Durante este tiempo de cuarentena, de encierro obligado tengo que confesar que he recibido algunas visitas.

Ayer apareció la ira golpeando fuertemente mi puerta, luego timbró y timbró varias veces, tuve que parar lo que estaba haciendo para ir a recibirla. Abrí la puerta, le dí la bienvenida y ahí estaba ella, un tanto descontrolada.

Le invité a que pasará, le ofrecí un té pero prefirió un café negro bien cargado. Nos sentamos y empezó a discutir, reclamar y debatir todos los temas de la crisis. Estuve de acuerdo con ella, sentí que estábamos en pleno derecho de defender nuestras opiniones sobre cómo se estaba llevando la cuarentena y todo lo que estaba pasando en el mundo. La verdad es que me gusta estar con ella porque me llena de fuerza, me siento empoderada y puedo hablar libremente sobre todo lo que no me parece correcto y fuera de balance.

Después empezamos a debatir sobre posibles escenarios que podrían darse en el mundo a todo nivel y fue ahí cuando sonó el timbre y tuvimos otra visita.
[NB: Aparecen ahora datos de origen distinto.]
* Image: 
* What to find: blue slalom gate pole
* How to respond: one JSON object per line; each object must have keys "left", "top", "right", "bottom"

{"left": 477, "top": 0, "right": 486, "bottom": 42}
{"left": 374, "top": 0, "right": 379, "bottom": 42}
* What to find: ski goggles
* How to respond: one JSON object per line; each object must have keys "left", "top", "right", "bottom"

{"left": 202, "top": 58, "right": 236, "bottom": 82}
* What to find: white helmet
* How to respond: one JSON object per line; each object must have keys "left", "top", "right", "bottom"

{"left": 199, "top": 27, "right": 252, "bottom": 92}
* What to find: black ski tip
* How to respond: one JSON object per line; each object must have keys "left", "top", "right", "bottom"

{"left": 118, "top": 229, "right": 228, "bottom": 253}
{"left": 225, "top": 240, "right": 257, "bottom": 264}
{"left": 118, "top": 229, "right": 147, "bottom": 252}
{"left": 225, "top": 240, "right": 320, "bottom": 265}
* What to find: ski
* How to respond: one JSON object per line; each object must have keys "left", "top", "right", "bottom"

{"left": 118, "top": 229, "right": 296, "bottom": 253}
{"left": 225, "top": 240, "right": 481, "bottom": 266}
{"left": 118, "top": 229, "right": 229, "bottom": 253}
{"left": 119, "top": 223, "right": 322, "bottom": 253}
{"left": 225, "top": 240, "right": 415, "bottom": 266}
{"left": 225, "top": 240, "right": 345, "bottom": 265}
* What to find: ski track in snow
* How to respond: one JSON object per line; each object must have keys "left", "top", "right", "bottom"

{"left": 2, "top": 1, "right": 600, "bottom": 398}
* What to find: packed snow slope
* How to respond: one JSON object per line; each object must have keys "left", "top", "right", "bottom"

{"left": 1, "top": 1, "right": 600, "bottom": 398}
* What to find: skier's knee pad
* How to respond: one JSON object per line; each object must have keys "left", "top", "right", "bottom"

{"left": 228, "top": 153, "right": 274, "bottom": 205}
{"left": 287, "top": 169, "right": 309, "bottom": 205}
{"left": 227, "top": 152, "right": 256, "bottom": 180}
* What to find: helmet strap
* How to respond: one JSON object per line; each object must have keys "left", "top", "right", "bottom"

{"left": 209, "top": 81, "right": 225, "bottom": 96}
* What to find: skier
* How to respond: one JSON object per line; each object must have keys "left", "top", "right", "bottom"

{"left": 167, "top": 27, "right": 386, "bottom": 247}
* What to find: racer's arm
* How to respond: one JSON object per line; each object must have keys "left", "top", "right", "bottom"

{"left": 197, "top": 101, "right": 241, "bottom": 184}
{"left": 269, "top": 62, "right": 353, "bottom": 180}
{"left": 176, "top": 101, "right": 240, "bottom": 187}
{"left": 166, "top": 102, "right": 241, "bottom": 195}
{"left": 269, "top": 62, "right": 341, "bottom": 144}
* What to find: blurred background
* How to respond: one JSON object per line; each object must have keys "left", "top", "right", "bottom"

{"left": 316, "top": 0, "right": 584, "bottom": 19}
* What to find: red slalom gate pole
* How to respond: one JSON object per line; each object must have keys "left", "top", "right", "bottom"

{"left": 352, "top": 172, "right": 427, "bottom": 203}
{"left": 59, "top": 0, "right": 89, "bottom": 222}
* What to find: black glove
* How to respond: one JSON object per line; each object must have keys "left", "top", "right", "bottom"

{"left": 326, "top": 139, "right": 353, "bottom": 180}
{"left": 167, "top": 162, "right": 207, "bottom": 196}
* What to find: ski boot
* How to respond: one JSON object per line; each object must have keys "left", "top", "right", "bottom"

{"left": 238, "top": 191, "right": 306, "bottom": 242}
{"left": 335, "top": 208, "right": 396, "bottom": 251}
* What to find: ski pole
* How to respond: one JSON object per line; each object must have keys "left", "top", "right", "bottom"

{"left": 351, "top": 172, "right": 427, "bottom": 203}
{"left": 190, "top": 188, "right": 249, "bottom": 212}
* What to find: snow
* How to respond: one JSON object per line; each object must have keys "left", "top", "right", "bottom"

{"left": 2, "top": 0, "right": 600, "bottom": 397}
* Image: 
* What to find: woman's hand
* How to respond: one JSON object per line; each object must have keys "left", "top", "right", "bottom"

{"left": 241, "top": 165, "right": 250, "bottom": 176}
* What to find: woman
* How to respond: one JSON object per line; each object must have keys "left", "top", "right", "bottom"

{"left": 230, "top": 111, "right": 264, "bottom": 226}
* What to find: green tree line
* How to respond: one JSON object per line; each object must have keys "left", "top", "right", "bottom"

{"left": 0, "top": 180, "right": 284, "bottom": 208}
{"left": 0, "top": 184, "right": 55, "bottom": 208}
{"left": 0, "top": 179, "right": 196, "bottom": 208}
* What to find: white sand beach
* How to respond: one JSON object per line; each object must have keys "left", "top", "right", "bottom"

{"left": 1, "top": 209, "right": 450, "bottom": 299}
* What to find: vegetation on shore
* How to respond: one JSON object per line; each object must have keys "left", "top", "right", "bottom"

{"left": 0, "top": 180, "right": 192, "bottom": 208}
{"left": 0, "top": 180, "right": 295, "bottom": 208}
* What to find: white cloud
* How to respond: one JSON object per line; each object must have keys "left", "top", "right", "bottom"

Llegó el miedo, todo apresurado, lleno de angustia y preocupación. Le dí la bienvenida y se sentó con nosotras pero no quiso aceptar ni té ni café, dijo que no quería nada que andaba sin apetito. Empezamos a charlar los tres. Hablamos sobre el futuro, sobre la preocupación con el trabajo, los planes que teníamos y que no sabíamos si íbamos a poder realizarlos y sobre los pasos que tendríamos que dar para estar a salvo. Mientras conversábamos consternados por lo que podrá pasar me pidió algo de comer. Luego le serví algo más, y algo más, en su ansiedad casi vacía mis reservas de comida.
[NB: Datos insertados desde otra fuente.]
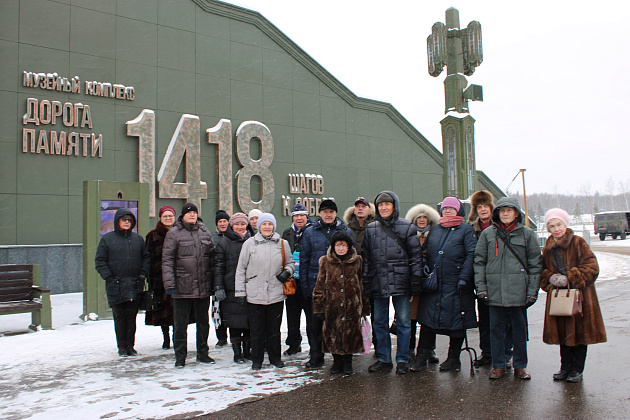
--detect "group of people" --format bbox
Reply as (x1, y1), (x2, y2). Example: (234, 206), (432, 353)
(95, 189), (606, 382)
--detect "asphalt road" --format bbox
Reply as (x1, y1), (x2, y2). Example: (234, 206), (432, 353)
(196, 270), (630, 420)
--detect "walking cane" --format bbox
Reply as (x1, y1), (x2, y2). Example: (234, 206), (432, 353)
(459, 289), (478, 376)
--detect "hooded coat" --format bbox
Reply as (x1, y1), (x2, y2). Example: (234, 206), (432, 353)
(313, 246), (370, 354)
(145, 221), (174, 325)
(213, 224), (255, 329)
(343, 203), (375, 255)
(417, 206), (478, 331)
(474, 197), (542, 307)
(540, 229), (606, 346)
(361, 191), (423, 298)
(162, 216), (214, 299)
(299, 217), (354, 300)
(95, 208), (150, 307)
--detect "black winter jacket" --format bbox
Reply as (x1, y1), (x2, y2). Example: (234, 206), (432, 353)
(213, 225), (254, 329)
(95, 208), (150, 307)
(162, 216), (214, 299)
(417, 222), (478, 331)
(361, 191), (423, 298)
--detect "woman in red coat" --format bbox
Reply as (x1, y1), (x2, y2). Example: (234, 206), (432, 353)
(541, 208), (606, 383)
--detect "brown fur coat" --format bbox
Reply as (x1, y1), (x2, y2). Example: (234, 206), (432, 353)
(541, 229), (606, 346)
(313, 247), (370, 355)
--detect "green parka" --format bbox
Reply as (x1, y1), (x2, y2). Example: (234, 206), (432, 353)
(474, 197), (542, 307)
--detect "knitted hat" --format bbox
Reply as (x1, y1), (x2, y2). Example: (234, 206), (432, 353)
(181, 203), (198, 216)
(257, 213), (277, 231)
(331, 230), (354, 248)
(215, 209), (230, 225)
(544, 208), (570, 231)
(375, 193), (394, 205)
(440, 197), (461, 212)
(318, 199), (338, 213)
(229, 212), (249, 226)
(159, 205), (176, 217)
(248, 208), (262, 219)
(290, 203), (309, 216)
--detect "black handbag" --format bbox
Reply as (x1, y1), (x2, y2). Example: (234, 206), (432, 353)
(422, 228), (454, 292)
(139, 289), (156, 311)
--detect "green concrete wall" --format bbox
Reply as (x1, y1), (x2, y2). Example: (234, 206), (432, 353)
(1, 0), (451, 247)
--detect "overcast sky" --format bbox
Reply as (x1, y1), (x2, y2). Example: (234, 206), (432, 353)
(223, 0), (630, 196)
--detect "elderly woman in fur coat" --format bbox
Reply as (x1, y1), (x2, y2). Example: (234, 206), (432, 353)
(405, 203), (440, 362)
(313, 230), (370, 375)
(541, 208), (606, 383)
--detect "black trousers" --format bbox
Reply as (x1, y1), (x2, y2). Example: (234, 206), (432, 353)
(477, 300), (491, 356)
(560, 344), (588, 373)
(173, 297), (210, 361)
(215, 323), (228, 342)
(304, 297), (324, 361)
(229, 327), (250, 342)
(111, 300), (140, 351)
(418, 325), (464, 354)
(248, 301), (284, 365)
(285, 283), (306, 348)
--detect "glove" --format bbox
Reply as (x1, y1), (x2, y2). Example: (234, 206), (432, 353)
(215, 289), (227, 302)
(276, 269), (291, 283)
(410, 275), (423, 296)
(457, 279), (467, 290)
(549, 274), (568, 287)
(165, 288), (177, 295)
(477, 291), (489, 304)
(315, 313), (325, 322)
(525, 296), (537, 308)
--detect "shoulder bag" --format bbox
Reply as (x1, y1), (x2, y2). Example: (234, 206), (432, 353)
(422, 228), (454, 292)
(280, 239), (296, 295)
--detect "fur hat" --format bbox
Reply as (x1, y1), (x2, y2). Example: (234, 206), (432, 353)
(330, 230), (354, 248)
(256, 212), (276, 231)
(405, 204), (440, 227)
(468, 190), (495, 222)
(544, 208), (570, 231)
La ira, el miedo y yo estuvimos largo rato compartiendo nuestras inquietudes. Cuando finalmente habíamos hablado y sentido todo a profundidad, nos quedamos en silencio. Como si algo misterioso nos invadiera, cómo si se acercara algo o alguien que iba más allá de nuestra racionalidad, estaba la impermanencia acompañándonos desde una esquina por allá arriba observándonos con compasión al ver que no entendíamos bien cómo va la cosa, que todo forma parte del ciclo natural de la vida, todo tiene su principio y su final, su nacimiento y su muerte.

En ese silencio suena el timbre nuevamente, salgo a abrir la puerta . Era la tristeza. Tenía un aspecto desalentador y cansado. Le dí la bienvenida, la invité a que nos acompañe y le serví un té de manzanilla. Empezó a contarnos de lo triste y desesperanzada que se sentía al ver al mundo así. La escuchamos atentamente y nos echamos a llorar.
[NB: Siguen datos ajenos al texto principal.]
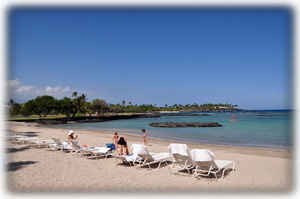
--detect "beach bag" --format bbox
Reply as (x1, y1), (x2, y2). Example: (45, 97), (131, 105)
(106, 143), (115, 150)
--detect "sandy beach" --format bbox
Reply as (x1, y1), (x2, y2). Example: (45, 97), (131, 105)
(3, 121), (295, 196)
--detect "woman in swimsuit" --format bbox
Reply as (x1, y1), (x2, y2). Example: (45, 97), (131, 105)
(66, 130), (82, 148)
(112, 132), (119, 148)
(117, 136), (129, 155)
(67, 130), (78, 147)
(141, 129), (149, 146)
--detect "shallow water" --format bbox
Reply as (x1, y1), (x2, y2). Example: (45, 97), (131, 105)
(48, 110), (293, 150)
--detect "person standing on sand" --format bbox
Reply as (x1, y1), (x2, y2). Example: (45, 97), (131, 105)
(141, 129), (151, 146)
(117, 136), (129, 155)
(112, 132), (119, 148)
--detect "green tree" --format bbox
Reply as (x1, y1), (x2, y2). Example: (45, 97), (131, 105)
(34, 95), (56, 117)
(109, 104), (123, 113)
(21, 95), (56, 117)
(7, 99), (21, 116)
(56, 97), (76, 117)
(72, 93), (88, 116)
(72, 92), (78, 98)
(92, 99), (110, 115)
(85, 102), (93, 116)
(20, 99), (36, 116)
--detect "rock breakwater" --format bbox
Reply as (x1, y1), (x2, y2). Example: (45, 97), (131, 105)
(149, 122), (222, 128)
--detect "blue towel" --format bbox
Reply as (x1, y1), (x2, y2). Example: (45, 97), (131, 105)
(106, 143), (115, 150)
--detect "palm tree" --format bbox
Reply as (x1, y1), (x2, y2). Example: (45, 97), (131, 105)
(72, 92), (78, 98)
(71, 93), (88, 116)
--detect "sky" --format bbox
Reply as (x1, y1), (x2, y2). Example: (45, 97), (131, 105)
(5, 7), (292, 110)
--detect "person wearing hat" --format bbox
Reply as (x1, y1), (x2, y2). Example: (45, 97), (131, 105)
(67, 130), (78, 144)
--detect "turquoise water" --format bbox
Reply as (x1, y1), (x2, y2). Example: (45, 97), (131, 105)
(49, 110), (293, 150)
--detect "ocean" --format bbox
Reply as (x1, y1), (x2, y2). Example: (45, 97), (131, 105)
(48, 110), (293, 150)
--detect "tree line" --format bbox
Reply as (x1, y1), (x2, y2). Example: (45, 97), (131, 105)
(6, 92), (239, 117)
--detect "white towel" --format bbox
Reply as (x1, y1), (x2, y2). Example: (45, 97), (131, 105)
(62, 141), (74, 150)
(190, 149), (214, 161)
(152, 152), (172, 161)
(168, 143), (190, 156)
(131, 144), (149, 155)
(126, 154), (140, 162)
(94, 147), (110, 153)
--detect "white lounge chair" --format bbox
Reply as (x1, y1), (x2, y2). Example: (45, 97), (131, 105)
(167, 143), (195, 174)
(131, 144), (172, 169)
(113, 154), (137, 166)
(51, 137), (73, 152)
(6, 134), (28, 141)
(84, 147), (112, 159)
(28, 139), (55, 148)
(190, 149), (235, 180)
(70, 140), (111, 158)
(13, 137), (42, 145)
(69, 139), (86, 154)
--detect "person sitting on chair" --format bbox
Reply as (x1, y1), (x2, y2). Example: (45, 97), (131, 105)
(67, 130), (78, 147)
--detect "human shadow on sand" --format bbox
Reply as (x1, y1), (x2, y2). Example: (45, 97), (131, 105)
(6, 161), (37, 172)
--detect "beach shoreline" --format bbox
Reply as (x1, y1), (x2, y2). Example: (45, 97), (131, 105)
(32, 122), (292, 159)
(3, 121), (294, 194)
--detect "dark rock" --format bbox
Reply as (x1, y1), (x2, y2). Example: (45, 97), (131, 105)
(35, 120), (67, 124)
(149, 122), (222, 128)
(160, 113), (210, 116)
(77, 118), (105, 123)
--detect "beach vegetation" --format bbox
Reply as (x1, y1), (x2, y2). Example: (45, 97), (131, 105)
(6, 99), (22, 116)
(56, 97), (77, 118)
(20, 95), (56, 117)
(91, 99), (110, 115)
(6, 93), (241, 118)
(72, 93), (88, 117)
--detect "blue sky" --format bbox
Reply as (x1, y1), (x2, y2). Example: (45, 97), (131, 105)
(6, 7), (292, 110)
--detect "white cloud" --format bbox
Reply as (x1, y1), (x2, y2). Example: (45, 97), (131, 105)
(7, 79), (21, 89)
(45, 86), (70, 93)
(45, 87), (54, 93)
(7, 79), (74, 101)
(62, 87), (70, 92)
(16, 85), (37, 93)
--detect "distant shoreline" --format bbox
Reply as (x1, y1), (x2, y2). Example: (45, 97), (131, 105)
(7, 109), (292, 124)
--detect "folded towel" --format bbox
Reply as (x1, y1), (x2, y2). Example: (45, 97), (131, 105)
(131, 144), (149, 155)
(168, 143), (190, 156)
(190, 149), (214, 161)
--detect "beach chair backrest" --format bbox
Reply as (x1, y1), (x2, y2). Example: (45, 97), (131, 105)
(52, 137), (62, 145)
(190, 149), (216, 170)
(70, 139), (81, 149)
(190, 149), (214, 161)
(172, 153), (194, 167)
(131, 144), (154, 162)
(131, 144), (149, 155)
(168, 143), (194, 166)
(168, 143), (190, 156)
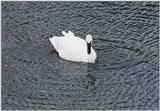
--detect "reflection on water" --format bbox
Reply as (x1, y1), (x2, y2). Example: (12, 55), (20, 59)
(85, 74), (96, 91)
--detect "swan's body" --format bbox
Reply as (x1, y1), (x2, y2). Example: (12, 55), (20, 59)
(49, 31), (97, 63)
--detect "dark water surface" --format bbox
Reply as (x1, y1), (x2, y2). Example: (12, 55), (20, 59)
(2, 1), (159, 110)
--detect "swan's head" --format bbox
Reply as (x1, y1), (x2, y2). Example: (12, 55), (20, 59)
(86, 34), (93, 54)
(86, 34), (93, 43)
Lloramos intensamente la pérdida, la pérdida de tantas cosas. La pérdida del pasado, la pérdida de la libertad, la pérdida de la vida social, de la tranquilidad, de la confianza, de la seguridad, de los sueños…la pérdida existencial. Lloramos para dar espacio al dolor y al sufrimiento de la humanidad.

Fueron momentos muy conmovedores y de profunda compasión. Cuando ya lloramos todas las lágrimas que teníamos que llorar oigo que timbra alguien. Me acerco a la puerta y era el agradecimiento.

Sin haberlo planeado se había dado una reunión en mi departamento en plena cuarentena. El agradecimiento vino sonriente, calmado y con buen ánimo. Así mismo le dí la bienvenida y se sentó con todos nosotros y trajo un té delicioso de hierbas aromáticas. Nos propuso hacer una lista de todo lo que podríamos agradecer en estos tiempos difíciles. Al principio nos costó trabajo pero poco a poco fuimos nombrando todo lo que agradecíamos. Así fue pasando el tiempo hasta que atardeció y parecía interminable la lista de agradecimientos.

Como ya era tarde y todavía nos faltaban más cosas para agradecer quedamos en reunirnos otra vez para terminar la lista.

Nos despedimos, se había terminado la reunión que se había dado sin permisos y sin mascarillas, ese espacio amoroso donde todos tuvieron su voz y voto.

Se habían ido las visitas, el departamento se sintió vació después de tanta presencia.

Me fui a dormir agradecida con todos mis sentimientos que vinieron a visitarme en estos tiempos difíciles.